How involved would it be to move all callers to this new style api (posix too, I suppose)?

llvm/lib/Support/CommandLine.cpp
973

nit: Maybe add a comment along the lines of "// The token required unquoting, so it must always be save, regardless of AlwaysCopy".

This revision is now accepted and ready to land.May 1 2020, 4:18 PM
rnk marked an inline comment as done.May 1 2020, 7:18 PM

How involved would it be to move all callers to this new style api (posix too, I suppose)?

Very involved. I tried it. :)

The tokenizing API is mostly used for response file expansion, which is done before flag parsing. Both LLVM command line parsing libraries expect to see C strings, because they are set up to work on a raw argv list. I started StringRef-izing them, but it never ends.

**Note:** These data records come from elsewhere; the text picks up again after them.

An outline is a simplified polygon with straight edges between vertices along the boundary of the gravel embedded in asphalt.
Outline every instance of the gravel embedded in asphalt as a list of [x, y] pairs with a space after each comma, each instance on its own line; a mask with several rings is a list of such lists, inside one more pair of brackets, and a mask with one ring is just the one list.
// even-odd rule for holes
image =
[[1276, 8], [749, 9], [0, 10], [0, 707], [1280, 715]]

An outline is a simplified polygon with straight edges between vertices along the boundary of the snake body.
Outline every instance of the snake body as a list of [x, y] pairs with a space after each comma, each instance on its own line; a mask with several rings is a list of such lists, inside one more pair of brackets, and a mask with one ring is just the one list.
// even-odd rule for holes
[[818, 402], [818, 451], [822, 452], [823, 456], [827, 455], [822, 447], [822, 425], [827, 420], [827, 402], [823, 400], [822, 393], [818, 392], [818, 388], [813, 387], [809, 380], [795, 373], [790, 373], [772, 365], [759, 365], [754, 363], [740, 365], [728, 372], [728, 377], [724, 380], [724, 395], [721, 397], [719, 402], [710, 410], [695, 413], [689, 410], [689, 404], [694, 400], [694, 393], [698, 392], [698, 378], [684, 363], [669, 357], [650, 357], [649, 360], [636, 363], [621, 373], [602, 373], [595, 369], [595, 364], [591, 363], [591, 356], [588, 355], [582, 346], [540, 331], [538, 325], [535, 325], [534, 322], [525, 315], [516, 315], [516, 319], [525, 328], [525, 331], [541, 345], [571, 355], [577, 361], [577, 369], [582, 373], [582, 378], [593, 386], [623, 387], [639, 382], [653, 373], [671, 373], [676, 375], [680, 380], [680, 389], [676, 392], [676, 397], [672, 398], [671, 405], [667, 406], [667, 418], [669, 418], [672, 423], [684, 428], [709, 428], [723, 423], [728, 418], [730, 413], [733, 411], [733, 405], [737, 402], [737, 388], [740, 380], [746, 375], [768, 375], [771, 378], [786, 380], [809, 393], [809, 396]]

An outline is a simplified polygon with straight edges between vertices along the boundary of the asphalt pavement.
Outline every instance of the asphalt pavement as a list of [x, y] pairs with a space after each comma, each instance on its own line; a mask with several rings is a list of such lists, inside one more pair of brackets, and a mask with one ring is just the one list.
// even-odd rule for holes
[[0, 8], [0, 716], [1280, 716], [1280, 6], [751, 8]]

The other thing is that, if we did zero-copy response file expansion, we would need to extend the lifetime of the response file MemoryBuffers. This is kind of cool in that we save one copy, but normally we read the response file and then throw away the memory, so there is no total reduction memory usage from updating the API.

Lastly, there is some inherent risk to passing around non-null-terminated StringRefs. Someone might call .data() on it to get a C string, but if it comes from a response file, it won't be one.

llvm/lib/Support/CommandLine.cpp
973

Will do.

This revision was automatically updated to reflect the committed changes.